Reviews written by registered user
|17 reviews in total|
If you are into beheadings, dismemberment, disembowelment and any number of other horrors, then this is the movie for you. But don't go expecting to learn anything of worth about the Mayan culture. What's here has nothing much to do with historical accuracy, apart from the costumes perhaps. This is just a lot of gratuitous gore that makes one wonder about the filmmakers' own personal appetites. The shocking thing to me is that critics are even taking this film seriously. There was so much blood and guts that after a while you have to start laughing for sheer relief from the nonstop violence. Please, please don't take your children to see this movie. If you do you will be sorry before the first scene ends.
This is an excellent movie, one of the best I've seen on the subject of the Bosnian-Serbian war. It says so much in understated action than any amount of proselytizing could say about the futility, and often sad ridiculousness of war. It gave an insight into the personal feelings and resentment of the individual soldiers that I had not previously seen. I especially liked seeing the responses to and by the UN soldiers, the complexity of that situation, and how their hands are tied by bureaucratic wrangling. A superb, highly recommended movie for anyone with an interest in the subject of modern war.

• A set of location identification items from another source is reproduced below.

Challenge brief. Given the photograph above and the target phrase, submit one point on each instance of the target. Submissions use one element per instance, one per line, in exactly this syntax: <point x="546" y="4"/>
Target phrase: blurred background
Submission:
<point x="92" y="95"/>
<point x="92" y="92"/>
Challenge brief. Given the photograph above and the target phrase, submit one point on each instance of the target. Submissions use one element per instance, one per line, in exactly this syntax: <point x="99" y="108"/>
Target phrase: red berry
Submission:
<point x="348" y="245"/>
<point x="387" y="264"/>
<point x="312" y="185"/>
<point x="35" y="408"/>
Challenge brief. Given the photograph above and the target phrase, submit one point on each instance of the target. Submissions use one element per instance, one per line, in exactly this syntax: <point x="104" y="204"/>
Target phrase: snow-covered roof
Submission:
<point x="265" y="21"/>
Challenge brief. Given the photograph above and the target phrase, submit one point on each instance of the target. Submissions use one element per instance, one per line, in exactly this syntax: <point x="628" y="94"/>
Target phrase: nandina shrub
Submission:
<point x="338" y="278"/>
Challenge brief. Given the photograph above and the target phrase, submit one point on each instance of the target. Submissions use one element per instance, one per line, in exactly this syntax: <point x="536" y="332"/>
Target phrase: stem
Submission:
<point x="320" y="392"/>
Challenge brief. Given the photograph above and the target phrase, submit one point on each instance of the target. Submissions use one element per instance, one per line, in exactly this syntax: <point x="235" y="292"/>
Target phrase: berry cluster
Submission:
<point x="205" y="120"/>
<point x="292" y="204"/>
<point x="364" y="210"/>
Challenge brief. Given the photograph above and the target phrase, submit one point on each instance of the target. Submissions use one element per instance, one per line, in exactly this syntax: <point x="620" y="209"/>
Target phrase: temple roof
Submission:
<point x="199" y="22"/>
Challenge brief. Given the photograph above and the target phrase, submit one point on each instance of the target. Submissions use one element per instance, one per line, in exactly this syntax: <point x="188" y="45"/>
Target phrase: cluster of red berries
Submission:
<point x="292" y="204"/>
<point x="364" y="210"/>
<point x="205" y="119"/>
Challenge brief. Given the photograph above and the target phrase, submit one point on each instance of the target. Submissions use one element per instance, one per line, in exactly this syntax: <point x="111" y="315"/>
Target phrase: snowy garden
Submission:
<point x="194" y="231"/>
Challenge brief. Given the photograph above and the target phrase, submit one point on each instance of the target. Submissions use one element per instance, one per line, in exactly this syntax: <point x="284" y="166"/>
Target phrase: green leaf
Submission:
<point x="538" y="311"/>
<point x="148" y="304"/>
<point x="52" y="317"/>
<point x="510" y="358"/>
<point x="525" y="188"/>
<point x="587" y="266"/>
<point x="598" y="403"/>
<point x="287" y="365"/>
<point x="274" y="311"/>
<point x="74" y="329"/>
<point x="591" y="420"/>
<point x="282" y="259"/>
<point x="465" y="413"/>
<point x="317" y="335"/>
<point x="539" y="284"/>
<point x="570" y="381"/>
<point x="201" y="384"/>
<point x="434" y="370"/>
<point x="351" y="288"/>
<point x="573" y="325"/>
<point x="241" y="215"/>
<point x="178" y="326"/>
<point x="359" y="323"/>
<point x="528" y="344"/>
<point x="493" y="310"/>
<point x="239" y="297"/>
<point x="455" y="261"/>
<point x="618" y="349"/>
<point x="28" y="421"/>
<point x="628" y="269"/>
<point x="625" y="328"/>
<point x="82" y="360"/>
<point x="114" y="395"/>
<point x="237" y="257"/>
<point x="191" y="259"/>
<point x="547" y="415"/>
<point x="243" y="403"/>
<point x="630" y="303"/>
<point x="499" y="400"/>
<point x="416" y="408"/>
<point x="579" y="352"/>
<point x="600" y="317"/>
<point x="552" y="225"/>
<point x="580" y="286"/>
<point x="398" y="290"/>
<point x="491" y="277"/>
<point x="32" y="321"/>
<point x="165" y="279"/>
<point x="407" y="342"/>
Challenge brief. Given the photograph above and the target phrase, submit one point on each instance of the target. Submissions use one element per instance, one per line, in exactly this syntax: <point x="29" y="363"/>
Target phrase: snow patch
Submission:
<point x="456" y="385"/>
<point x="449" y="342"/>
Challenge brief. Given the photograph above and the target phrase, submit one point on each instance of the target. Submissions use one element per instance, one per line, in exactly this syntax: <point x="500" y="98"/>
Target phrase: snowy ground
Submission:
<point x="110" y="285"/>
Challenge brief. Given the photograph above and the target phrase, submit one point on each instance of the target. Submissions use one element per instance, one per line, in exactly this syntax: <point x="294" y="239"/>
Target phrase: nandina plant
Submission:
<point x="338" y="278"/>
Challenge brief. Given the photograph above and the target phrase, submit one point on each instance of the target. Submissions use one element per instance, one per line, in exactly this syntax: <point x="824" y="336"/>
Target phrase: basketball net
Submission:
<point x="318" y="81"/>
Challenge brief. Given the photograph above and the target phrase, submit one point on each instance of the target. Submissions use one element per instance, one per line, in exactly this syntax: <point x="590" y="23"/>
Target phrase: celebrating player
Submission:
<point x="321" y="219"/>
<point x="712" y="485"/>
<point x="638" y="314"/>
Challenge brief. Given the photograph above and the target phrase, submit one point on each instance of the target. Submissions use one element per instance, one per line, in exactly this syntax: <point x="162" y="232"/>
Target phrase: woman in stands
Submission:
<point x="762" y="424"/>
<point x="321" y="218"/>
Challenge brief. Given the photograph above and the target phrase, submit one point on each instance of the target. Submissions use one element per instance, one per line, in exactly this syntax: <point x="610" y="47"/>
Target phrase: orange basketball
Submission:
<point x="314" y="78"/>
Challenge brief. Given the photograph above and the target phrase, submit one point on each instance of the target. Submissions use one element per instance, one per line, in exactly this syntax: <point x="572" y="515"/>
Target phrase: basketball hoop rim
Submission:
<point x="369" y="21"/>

Director Wolf has a small masterpiece in this film, which is about the exploration of a young German-born Russian soldier's attempt to find his roots during the final days of World War II as the Russian Army advances on Berlin. This is also an unsweetened account of the chaos of war. Many suspenseful moments and never boring. Gregor, the nineteen-year-old of the title reveals himself throughout as the confused, self-conscious, prideful and sometimes ruthless young man that he is, not unlike any young man of 19 caught up in wartime situations. Highly recommended. Another look but an unusual one at the war that marked the 20th Century.
Gosford Park is simply a masterpiece. I was just awed by how well all those characters are developed, how the dialogue is so sharp and revealing. It has some of my favorite British actors in it anyway, so maybe I was biased going in, but if Maggie Smith doesn't get nominated for Supporting Actress there's no justice. Jeremy Northam is another stand out. I just didn't want the movie to end, and was tempted to immediately purchase another ticket and sit through it again. I may do so yet. This one smart and funny and poignant and all those good things you want a movie to be. If, God forbid, I could see only one movie this year it would be Gosford Park.
This movie was riveting and realistic, right up to the ending, when the filmmakers copped out, once again, with loading on the smarm for the ending. Is the American movie goer so unintelligent, so unforgiving that we can't deal with the reality of people dying, even when it a film is based on actual events? Give me a break! I think the sophistication of the American people has been underestimated.
There are some nice historical details in this movie about the miserable conditions for student nurses in a wartime hospital in London during the Blitz. Rosamund John is a likeable heroine, although at the end you're left wondering if she's made the right choices and why she even had to make them at all. This part of the plot seems dated, until you look at it from the historical aspect--women didn't have careers AND a married life too often in those days. Definitely worth the look, if for nothing else than for a sample of the times.
I don't know why I can't stop watching this film. It certainly has its moments of high "corn," although the British have never been as dedicated to the requisite happy ending as American filmmakers, which is again the case with this one. I think it's the peek into life at an English aerodrome during World War Two that keeps me coming back again and again to view this picture. In my opinion ANGELS ONE FIVE is a kind of mini war classic.
The whole movie is worth the 15 minute onstage performance by "L.V." What a talent! What a delight!
How much is true, and how much is fiction? That is the genius behind this quiet movie. And as a viewer you yearn to know the answer to that question. A little gem by screenwriter, Sally Potter. Hats off!
What a fabulous actor Jérémie Renier is! He IS this movie, and while watching you can't take your eyes off of him. A riveting performance for such a young actor. More of him, please--more, more! One of the finest movies I've seen in ages.